Additionally, a 2020 review suggested that the sleep bank could provide critical improvements to reaction time in military personnel.
The idea is that once you hit a busy period, you can rely on the sleep you’ve accumulated.
pointed a Swiss study 2021 which assessed whether it was better to sleep 56 total hours per week sleeping the same duration every night (eight hours per night for seven nights), or averaging those 56 hours over the entire week.
“He was basically saying, ‘Look, your risk of dying is no different if you’re averaging seven or eight hours of sleep a night than if you’re actually getting it,'” Dr. Winter said.
Furthermore, a French study published in the journal Sleep the participants slept seven to nine hours a night for the week before limiting their sleep to just three hours. The group that had accumulated overtime was less likely to make significant errors on a reaction time test than the group that had not accumulated more sleep.
Participants in the nine-hour group also recovered faster from their sleep-deprived period.
The sleep bank could reduce sleep debt, also known as a sleep deficit. According to the sleep foundation, this is the difference between the amount of sleep you need and the amount you actually get. If your body needs eight hours of sleep, for example, and you only get six, you have accumulated two hours of sleep debt.
Sleep debt is cumulative, so if you go to bed an hour later than usual for a few days in a row, that will add up.
The sleep bank could help the third of Americans who don’t get enough rest each night.
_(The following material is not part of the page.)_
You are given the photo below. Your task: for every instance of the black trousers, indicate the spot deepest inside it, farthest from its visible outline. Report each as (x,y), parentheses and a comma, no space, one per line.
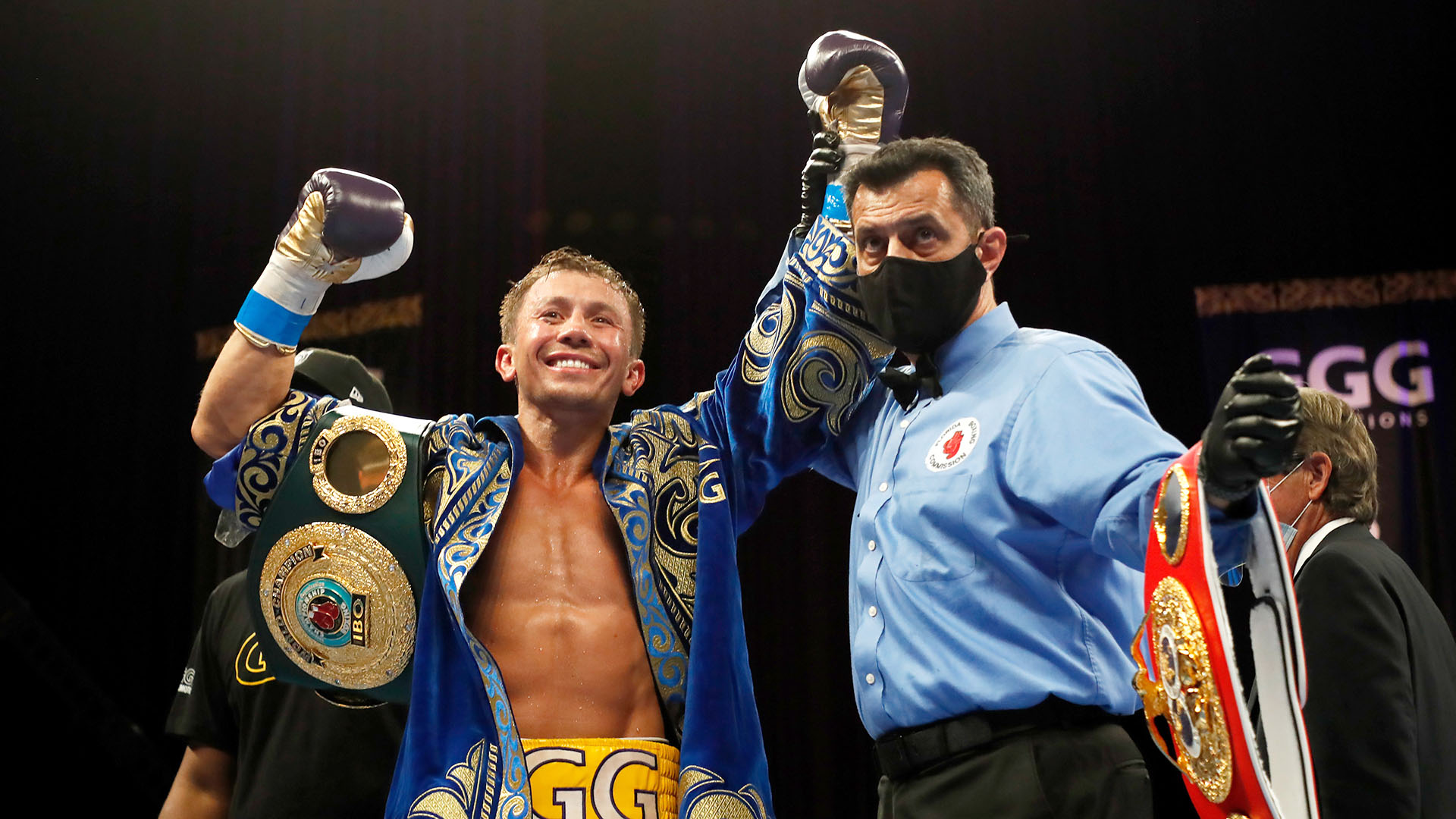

According to figures from the Centers for Disease Control and Prevention, 34 percent of American adults don’t get at least seven hours of sleep, the recommended amount each night.
The key is to catch up on the amount of sleep lost in a week, Dr. Winter said. After this point, those hours start to add up.
“As long as you do it fast and you’re pretty diligent about it, I think that can lead to a perfectly healthy and happy life,” he said.
Lack of sleep has consistently been linked to chronic health problems, including heart disease, kidney disease, high blood pressure, diabetes, stroke, obesity, and depression.
According to 2020 data from the CDC’s Behavioral Risk Factor Surveillance System, which surveyed 400,000 Americans in the US, the states with the most sleep deprivation include Hawaii, West Virginia, and Kentucky.
Sleep deprivation in this data set means less than seven hours per night.
The states with the least sleep deprivation include Colorado, Minnesota, and South Dakota.
This drops to 26 percent when adults are over 65, but still more than a quarter of adults don’t get enough sleep.
Men are more likely than women to get enough sleep overall, with 33.3 percent saying they get less than seven hours of sleep a night compared to 32.1 percent of women.
He Centers for Disease Control and Prevention says that 8.4 percent of American adults take sleeping pills, more than double the amount they did 10 years earlier.
These could rob the body of rapid eye movement (REM) sleep. Too little REM sleep could lead to forgetfulness and make it harder to get up in the morning.
He Centers for Disease Control and Prevention recommends that all Americans get seven to nine hours of sleep each night. Children ages 6 to 12 need 9 to 12 hours a night, while adolescents should sleep 8 to 10 hours.
Sleeping in on the weekend or taking a nap in the middle of the day are easy ways to build the sleep bank into your week.
“My number one piece of advice is that this should not be the default position,” said Dr. Winter. Is what you are betting on something that you could have avoided? If the answer is yes, let’s talk about ways to not get to this position.’
This includes trying not to stay up late watching a TV show or going out.
However, if you can’t avoid the sleep bank, such as if you work the night shift or have a newborn, keep it consistent. If you take a nap in the middle of the day, do so at the same time and for the same length each day.
“Try to make it almost like a date instead of ‘I just sleep when I can,'” Dr. Winter said.